How to outsmart rag rug weft tails!
Gray weft ends with weft tail tucked in. White tabby weft tail is not tucked in.
How to outsmart rag rug weft tails!
Rosepath pattern weft for a two-pick stripe. Loooooong weft tail.
How to outsmart rag rug weft tails!
Tabby weft goes around the rosepath pattern weft, and is tucked in the shed.
How to outsmart rag rug weft tails!
Tabby weft comes through the shed and lays over the tucked-in tail.
How to outsmart rag rug weft tails!
Tabby weft is beaten in.
How to outsmart rag rug weft tails!
Pattern weft is laid in the shed, with tails overlapping near the center of the warp.
Tabby weft is beaten in, and weft tail is tucked in. In the middle of the rosepath medallion the orange print weft is carried up the side until it is used again. For the gray strip that follows the last white tabby pick, the weft tail is tucked in on the second gray pick.

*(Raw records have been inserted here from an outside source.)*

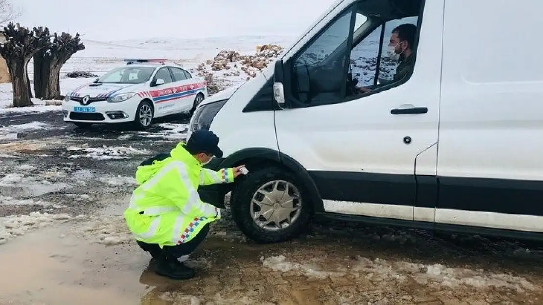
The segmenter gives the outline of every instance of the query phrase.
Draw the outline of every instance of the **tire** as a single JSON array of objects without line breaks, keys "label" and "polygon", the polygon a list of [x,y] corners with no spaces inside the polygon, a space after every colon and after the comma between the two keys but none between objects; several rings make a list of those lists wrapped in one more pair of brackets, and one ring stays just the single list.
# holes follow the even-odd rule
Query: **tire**
[{"label": "tire", "polygon": [[[279,185],[276,185],[275,181],[280,181]],[[257,223],[257,220],[253,219],[252,215],[257,215],[264,212],[264,209],[260,209],[258,205],[253,203],[253,199],[257,201],[262,200],[266,202],[267,199],[263,199],[263,196],[262,193],[257,193],[257,191],[261,187],[269,184],[268,190],[275,187],[279,191],[283,192],[284,194],[284,186],[286,183],[290,183],[292,186],[290,186],[289,194],[295,195],[296,193],[299,195],[300,200],[294,200],[293,206],[300,206],[299,212],[293,211],[288,212],[288,210],[282,210],[281,209],[280,204],[277,206],[277,202],[275,202],[274,210],[269,213],[269,209],[271,205],[267,205],[264,209],[268,210],[267,212],[263,213],[262,215],[257,220],[260,222],[261,225],[270,220],[270,218],[274,218],[276,216],[276,219],[282,219],[286,217],[286,215],[289,215],[291,217],[292,222],[285,228],[285,222],[280,222],[281,229],[276,228],[274,229],[266,229]],[[297,191],[294,191],[297,189]],[[275,199],[280,197],[279,195]],[[270,193],[269,198],[273,198],[272,193]],[[289,197],[289,198],[292,198]],[[252,241],[260,243],[273,243],[280,242],[285,242],[293,239],[298,237],[305,229],[307,229],[309,222],[313,215],[313,204],[310,201],[309,193],[307,191],[303,184],[299,182],[296,176],[292,172],[282,169],[279,167],[273,167],[259,169],[249,173],[247,176],[242,178],[238,185],[232,192],[232,198],[231,198],[230,209],[232,211],[232,216],[234,222],[239,228],[242,232],[248,237]],[[286,200],[283,200],[285,203]],[[263,205],[264,206],[266,205]],[[251,206],[254,207],[251,211]],[[277,208],[279,208],[278,210]],[[283,208],[290,209],[288,204],[283,206]],[[260,211],[258,211],[260,210]],[[276,212],[282,212],[282,213],[276,213]],[[269,217],[267,219],[267,217]],[[273,225],[275,225],[274,226]],[[272,222],[268,224],[269,226],[277,226],[277,224]]]},{"label": "tire", "polygon": [[191,116],[194,114],[194,111],[196,111],[196,107],[198,107],[200,103],[202,102],[202,101],[204,99],[204,95],[201,93],[198,93],[196,95],[196,97],[194,98],[194,102],[192,104],[192,109],[188,112],[188,114]]},{"label": "tire", "polygon": [[82,129],[89,129],[92,126],[92,123],[84,123],[82,122],[75,122],[74,125]]},{"label": "tire", "polygon": [[[153,124],[154,115],[155,111],[151,102],[149,101],[142,101],[136,109],[136,114],[133,123],[134,126],[138,129],[149,128]],[[144,116],[144,117],[142,116]]]}]

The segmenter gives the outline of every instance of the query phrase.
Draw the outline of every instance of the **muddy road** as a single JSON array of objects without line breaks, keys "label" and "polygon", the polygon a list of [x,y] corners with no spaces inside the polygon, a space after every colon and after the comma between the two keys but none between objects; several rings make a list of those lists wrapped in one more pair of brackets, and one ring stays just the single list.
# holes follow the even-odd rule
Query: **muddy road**
[{"label": "muddy road", "polygon": [[540,243],[331,222],[260,245],[228,210],[188,258],[194,278],[156,275],[122,212],[137,165],[187,121],[142,133],[0,115],[0,304],[543,304]]}]

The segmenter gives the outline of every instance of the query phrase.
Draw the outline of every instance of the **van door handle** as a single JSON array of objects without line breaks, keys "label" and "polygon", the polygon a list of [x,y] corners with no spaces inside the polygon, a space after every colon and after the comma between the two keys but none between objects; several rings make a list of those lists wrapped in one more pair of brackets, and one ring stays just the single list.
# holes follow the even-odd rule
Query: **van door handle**
[{"label": "van door handle", "polygon": [[428,112],[428,108],[425,107],[414,107],[412,108],[397,108],[390,111],[390,113],[394,115],[397,114],[418,114],[420,113],[426,113]]}]

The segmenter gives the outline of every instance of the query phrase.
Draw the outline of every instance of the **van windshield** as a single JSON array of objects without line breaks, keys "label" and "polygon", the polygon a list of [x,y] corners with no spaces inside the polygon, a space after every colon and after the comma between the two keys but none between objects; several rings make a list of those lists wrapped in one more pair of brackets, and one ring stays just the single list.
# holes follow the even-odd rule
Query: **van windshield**
[{"label": "van windshield", "polygon": [[142,83],[151,78],[156,68],[151,67],[116,68],[98,79],[102,83]]}]

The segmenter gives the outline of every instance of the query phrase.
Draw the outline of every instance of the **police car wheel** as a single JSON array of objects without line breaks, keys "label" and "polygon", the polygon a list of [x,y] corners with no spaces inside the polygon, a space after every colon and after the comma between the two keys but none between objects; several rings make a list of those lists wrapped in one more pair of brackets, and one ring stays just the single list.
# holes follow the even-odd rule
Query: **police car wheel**
[{"label": "police car wheel", "polygon": [[196,107],[198,107],[200,103],[202,102],[204,100],[204,95],[201,93],[198,93],[196,95],[196,97],[194,98],[194,102],[192,104],[192,109],[188,112],[189,114],[192,115],[194,114],[194,111],[196,111]]},{"label": "police car wheel", "polygon": [[136,110],[134,125],[139,129],[149,127],[153,124],[153,118],[154,114],[154,111],[151,103],[148,101],[143,101],[140,103]]},{"label": "police car wheel", "polygon": [[232,192],[232,216],[242,232],[255,242],[289,241],[307,229],[313,215],[308,192],[288,170],[256,170],[242,177]]}]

How to outsmart rag rug weft tails!
Rosepath medallion with several color changes.

One more thing. Cut the weft tail extra long if you are tucking it in a row with weft floats, as in rosepath (Like the center pick in this medallion). This helps keep that weft tail from popping out of place. You don’t want those tails to start waving at you.

May you pay attention to the details.